Por un momento, ese momento que “Victor” me ha dado gratuitamente, ese instante en el que he tenido a este niño en brazos, ese momento en el que ha jugado conmigo, ha hecho que mi corazón lata, que me sienta vivo y que “algo” se abriera dentro de mí. Lloro, porque es posible que Victor no viva muchos más años, la malnutrición lo condena a un sufrimiento sordo y mudo, a una muerte olvidada y sin sentido. Victor , puede que sea uno de esos 3 de cada cinco niños guaraníes que mueren antes de cumplir los cinco años.

Lloro, porque estaré eternamente agradecido a alguien que morirá ignorando e ignorado, por su mi propia y nuestra propia ignorancia”

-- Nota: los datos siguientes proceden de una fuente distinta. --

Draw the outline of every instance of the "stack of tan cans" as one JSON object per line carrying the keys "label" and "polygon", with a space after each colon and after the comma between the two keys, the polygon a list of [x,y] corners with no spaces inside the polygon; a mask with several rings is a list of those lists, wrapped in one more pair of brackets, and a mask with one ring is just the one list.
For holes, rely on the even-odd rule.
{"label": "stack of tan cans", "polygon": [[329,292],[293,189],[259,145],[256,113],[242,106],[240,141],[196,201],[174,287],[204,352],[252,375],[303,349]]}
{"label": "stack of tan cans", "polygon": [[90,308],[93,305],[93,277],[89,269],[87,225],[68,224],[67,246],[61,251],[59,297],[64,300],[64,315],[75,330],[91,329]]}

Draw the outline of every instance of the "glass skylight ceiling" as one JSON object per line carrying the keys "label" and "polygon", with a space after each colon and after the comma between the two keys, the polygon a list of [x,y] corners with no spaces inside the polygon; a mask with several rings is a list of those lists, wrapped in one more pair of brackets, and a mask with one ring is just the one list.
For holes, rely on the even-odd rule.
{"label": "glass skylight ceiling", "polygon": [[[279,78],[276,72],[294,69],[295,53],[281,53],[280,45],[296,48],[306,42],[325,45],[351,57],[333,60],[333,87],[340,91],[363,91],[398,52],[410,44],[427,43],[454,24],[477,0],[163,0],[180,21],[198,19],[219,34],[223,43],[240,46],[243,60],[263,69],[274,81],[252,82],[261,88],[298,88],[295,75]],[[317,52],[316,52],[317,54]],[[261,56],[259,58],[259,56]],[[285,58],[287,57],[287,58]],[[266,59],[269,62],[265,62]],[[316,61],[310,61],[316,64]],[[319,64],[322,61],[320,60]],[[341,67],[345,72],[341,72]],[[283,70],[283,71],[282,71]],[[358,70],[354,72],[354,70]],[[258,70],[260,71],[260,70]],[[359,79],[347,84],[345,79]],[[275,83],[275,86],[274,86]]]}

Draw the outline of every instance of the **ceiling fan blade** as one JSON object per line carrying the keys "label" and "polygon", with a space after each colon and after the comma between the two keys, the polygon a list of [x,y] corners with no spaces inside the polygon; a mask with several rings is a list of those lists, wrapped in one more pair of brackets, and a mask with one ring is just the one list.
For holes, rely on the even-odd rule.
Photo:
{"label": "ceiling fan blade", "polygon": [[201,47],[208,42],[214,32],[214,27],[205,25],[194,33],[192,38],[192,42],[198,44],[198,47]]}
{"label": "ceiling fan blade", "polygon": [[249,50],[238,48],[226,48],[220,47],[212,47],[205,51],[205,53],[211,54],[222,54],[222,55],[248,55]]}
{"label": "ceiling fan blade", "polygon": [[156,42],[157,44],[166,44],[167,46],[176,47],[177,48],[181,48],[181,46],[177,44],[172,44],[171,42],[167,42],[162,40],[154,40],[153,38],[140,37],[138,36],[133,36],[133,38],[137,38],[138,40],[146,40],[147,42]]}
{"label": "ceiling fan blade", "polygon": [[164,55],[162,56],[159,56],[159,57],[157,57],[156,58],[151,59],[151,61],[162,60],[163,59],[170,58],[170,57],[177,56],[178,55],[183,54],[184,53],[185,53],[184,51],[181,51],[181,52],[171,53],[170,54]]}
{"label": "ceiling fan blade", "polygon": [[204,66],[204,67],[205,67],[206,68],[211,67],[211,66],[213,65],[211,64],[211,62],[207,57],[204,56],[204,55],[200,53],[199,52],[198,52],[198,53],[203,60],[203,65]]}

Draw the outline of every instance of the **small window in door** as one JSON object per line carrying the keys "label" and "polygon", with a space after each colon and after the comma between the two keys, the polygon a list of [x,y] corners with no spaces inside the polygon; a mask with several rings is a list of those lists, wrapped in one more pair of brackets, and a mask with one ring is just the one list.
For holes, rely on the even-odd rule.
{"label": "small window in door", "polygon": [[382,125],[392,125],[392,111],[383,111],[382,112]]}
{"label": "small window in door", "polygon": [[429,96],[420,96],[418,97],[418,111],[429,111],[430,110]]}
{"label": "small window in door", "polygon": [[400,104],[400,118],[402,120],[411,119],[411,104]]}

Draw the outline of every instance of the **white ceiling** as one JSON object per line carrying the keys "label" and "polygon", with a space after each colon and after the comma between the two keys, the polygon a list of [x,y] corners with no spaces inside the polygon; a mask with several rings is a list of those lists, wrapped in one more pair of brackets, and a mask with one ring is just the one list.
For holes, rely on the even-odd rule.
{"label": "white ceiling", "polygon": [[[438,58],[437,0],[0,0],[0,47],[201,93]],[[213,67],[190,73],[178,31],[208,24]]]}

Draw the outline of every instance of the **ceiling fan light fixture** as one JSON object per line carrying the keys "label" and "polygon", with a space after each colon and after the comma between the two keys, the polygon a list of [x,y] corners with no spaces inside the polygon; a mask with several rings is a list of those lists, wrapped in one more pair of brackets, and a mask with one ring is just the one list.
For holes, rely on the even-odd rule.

Haciendo una versión muy libre de unos versos de Benedetti, puede escribir:
“...y aunque no siempre he entendido
mis culpas y mis fracasos
en cambio sé que tus abrazos
han dado al mundo su sentido"


INMA VILLAPLANA

Cálidos, cariñosos, cercanos, muy acogedores, así son, así es la gente que me he encontrado y los que me han dado la oportunidad, una vez mas, para demostrarme, que allí, donde están los que molestan, los apartados, los marginados, los no convenientes, allí se encuentra, furiosamente, la fuerza de la organización, la lucha y la voz inexorable que recuerda constantemente que están allí, aunque no les quieran oír y allí siguen estando, tristemente endurecidos por el olvido.